Pembicaraan ini terjadi sementara Venezuela menahan jutaan barel minyak yang dimuat di kapal tanker dan disimpan di terminal, yang tidak bisa dikirim sejak Presiden AS Donald Trump memberlakukan blokade ekspor pada pertengahan Desember.
Langkah ini merupakan bagian dari tekanan AS yang meningkat terhadap pemerintah Presiden Venezuela Nicolas Maduro, yang memuncak dengan penculikannya oleh pasukan AS akhir pekan lalu.
Kesepakatan yang memungkinkan minyak yang tertahan dijual ke kilang AS akan mengalihkan pengiriman dari China, yang selama satu dekade terakhir menjadi pembeli minyak terbesar Venezuela, terutama setelah Washington memberlakukan sanksi pada 2020 terhadap perusahaan yang terlibat perdagangan minyak Venezuela.
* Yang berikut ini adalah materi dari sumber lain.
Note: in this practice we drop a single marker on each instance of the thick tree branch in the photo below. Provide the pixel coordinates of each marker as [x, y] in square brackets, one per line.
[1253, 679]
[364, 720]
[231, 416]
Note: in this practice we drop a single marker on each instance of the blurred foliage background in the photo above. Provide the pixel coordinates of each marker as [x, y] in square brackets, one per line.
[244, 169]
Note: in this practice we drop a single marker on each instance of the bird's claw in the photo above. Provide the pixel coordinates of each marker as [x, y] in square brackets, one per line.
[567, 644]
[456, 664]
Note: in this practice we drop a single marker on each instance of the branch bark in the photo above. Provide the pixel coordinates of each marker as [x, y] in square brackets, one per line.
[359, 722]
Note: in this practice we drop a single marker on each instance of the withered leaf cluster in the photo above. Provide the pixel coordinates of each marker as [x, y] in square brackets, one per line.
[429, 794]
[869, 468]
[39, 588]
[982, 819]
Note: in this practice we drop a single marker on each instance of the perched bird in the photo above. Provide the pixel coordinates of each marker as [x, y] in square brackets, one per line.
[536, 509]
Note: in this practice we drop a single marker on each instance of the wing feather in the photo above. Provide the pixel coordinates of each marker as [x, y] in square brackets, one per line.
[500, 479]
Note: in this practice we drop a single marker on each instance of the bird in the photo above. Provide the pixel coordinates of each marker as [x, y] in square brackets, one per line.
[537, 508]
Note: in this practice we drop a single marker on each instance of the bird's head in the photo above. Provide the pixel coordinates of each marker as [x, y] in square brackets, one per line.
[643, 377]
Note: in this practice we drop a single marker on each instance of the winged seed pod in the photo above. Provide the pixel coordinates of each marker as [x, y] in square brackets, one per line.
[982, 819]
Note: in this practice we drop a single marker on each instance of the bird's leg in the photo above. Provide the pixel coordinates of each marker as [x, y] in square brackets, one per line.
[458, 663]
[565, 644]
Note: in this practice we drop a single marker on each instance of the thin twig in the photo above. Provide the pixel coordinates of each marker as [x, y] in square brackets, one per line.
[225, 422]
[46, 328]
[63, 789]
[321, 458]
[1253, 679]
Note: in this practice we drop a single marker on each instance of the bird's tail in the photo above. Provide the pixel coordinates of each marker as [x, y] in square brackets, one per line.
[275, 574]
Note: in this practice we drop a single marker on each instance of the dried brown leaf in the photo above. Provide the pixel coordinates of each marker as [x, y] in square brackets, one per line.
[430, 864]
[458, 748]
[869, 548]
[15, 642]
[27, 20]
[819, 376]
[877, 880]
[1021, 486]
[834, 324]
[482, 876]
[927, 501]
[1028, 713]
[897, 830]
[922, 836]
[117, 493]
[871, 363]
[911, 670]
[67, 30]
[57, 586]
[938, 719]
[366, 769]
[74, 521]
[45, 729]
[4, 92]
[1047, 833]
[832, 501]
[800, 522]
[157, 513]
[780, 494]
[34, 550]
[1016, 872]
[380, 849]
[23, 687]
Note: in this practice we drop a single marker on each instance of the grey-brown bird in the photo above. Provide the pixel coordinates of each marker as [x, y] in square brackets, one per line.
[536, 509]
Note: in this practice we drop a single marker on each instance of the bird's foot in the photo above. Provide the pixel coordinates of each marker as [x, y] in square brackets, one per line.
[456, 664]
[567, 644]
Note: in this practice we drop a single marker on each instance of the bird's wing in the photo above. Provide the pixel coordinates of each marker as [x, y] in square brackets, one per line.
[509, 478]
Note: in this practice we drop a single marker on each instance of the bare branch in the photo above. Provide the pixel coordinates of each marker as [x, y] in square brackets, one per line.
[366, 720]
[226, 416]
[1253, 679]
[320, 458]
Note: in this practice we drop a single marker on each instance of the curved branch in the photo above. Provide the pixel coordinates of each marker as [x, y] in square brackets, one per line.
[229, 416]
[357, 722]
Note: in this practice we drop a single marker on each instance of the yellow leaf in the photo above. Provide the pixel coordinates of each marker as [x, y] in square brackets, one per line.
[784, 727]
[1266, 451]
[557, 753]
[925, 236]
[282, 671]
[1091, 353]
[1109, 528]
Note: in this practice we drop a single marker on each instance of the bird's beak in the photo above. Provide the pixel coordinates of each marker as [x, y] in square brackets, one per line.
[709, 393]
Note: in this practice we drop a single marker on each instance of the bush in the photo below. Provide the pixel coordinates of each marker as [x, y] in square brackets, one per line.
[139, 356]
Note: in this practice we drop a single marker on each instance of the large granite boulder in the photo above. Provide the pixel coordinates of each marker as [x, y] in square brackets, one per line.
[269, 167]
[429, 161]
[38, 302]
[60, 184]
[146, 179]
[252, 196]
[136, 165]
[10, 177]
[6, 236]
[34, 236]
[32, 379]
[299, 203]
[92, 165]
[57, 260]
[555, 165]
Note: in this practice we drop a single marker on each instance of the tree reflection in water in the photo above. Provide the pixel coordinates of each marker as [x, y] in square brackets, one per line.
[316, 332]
Perusahaan minyak negara, PDVSA, telah memangkas produksi karena kapasitas penyimpanan hampir penuh akibat blokade ekspor, kata salah satu sumber.
Tanpa solusi jangka pendek, pemotongan produksi lebih lanjut mungkin akan diperlukan.
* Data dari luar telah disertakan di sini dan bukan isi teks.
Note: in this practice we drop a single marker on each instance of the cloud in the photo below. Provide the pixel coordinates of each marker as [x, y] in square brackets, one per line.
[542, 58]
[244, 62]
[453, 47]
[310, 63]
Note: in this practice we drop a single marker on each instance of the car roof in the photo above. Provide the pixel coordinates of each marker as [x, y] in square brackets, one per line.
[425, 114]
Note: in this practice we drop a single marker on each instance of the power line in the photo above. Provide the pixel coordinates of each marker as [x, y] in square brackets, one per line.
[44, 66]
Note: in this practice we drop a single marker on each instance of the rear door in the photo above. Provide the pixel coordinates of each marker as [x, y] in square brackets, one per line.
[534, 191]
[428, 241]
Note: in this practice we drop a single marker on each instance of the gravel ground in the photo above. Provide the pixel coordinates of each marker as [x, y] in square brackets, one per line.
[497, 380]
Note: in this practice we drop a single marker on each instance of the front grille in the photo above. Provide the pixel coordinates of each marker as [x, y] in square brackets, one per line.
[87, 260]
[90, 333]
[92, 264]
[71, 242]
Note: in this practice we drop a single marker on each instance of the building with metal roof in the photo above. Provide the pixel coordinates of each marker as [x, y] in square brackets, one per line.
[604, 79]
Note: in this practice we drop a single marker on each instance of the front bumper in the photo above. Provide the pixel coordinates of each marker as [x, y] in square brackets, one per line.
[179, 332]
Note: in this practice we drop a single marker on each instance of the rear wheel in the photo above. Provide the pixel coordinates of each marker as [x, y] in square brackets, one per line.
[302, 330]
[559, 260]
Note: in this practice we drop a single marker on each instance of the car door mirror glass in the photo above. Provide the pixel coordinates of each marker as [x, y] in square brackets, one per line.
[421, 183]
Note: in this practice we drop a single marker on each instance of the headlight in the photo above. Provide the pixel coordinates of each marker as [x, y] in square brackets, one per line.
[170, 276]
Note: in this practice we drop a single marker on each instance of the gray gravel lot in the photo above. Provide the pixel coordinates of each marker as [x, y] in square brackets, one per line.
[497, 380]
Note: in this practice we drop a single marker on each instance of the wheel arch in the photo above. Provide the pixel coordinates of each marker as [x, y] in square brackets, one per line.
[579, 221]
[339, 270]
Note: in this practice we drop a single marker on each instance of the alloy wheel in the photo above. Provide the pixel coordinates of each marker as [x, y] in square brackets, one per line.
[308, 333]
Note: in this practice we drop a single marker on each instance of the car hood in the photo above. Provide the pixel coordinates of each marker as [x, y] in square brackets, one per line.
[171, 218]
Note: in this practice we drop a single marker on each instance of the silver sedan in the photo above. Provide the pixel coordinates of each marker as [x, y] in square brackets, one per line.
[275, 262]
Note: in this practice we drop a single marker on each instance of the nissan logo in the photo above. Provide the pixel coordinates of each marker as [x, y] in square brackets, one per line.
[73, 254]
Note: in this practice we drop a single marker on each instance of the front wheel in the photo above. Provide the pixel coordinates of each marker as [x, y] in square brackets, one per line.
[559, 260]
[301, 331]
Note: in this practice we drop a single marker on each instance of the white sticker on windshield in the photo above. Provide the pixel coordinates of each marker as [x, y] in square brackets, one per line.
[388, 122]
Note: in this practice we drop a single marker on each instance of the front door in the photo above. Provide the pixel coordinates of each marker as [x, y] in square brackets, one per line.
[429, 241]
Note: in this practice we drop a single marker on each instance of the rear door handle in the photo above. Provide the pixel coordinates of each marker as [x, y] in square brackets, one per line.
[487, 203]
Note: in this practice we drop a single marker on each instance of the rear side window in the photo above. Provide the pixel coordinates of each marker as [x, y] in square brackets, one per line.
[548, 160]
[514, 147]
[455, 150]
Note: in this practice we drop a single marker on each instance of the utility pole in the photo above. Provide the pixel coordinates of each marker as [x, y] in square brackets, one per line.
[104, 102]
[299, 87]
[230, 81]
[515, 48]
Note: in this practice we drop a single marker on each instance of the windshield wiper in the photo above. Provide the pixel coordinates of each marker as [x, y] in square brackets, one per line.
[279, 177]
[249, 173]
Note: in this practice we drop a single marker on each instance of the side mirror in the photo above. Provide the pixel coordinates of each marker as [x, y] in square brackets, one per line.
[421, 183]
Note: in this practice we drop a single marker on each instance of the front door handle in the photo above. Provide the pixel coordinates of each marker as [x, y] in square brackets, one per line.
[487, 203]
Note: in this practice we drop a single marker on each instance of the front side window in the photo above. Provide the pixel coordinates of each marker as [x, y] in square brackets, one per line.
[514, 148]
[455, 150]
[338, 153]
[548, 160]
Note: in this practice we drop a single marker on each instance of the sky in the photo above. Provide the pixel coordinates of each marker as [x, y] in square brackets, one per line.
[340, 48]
Kilang-kilang AS di sepanjang Pantai Teluk mampu memproses minyak berat Venezuela dan sebelumnya mengimpor sekitar 500.000 barel per hari sebelum Washington pertama kali memberlakukan sanksi energi terhadap Venezuela.
Belum jelas bagaimana PDVSA akan menerima hasil penjualan minyak sembari tetap berada di bawah sanksi AS.
Gedung Putih, pejabat pemerintah Venezuela, dan PDVSA belum memberikan komentar terkait pembicaraan yang dilaporkan tersebut.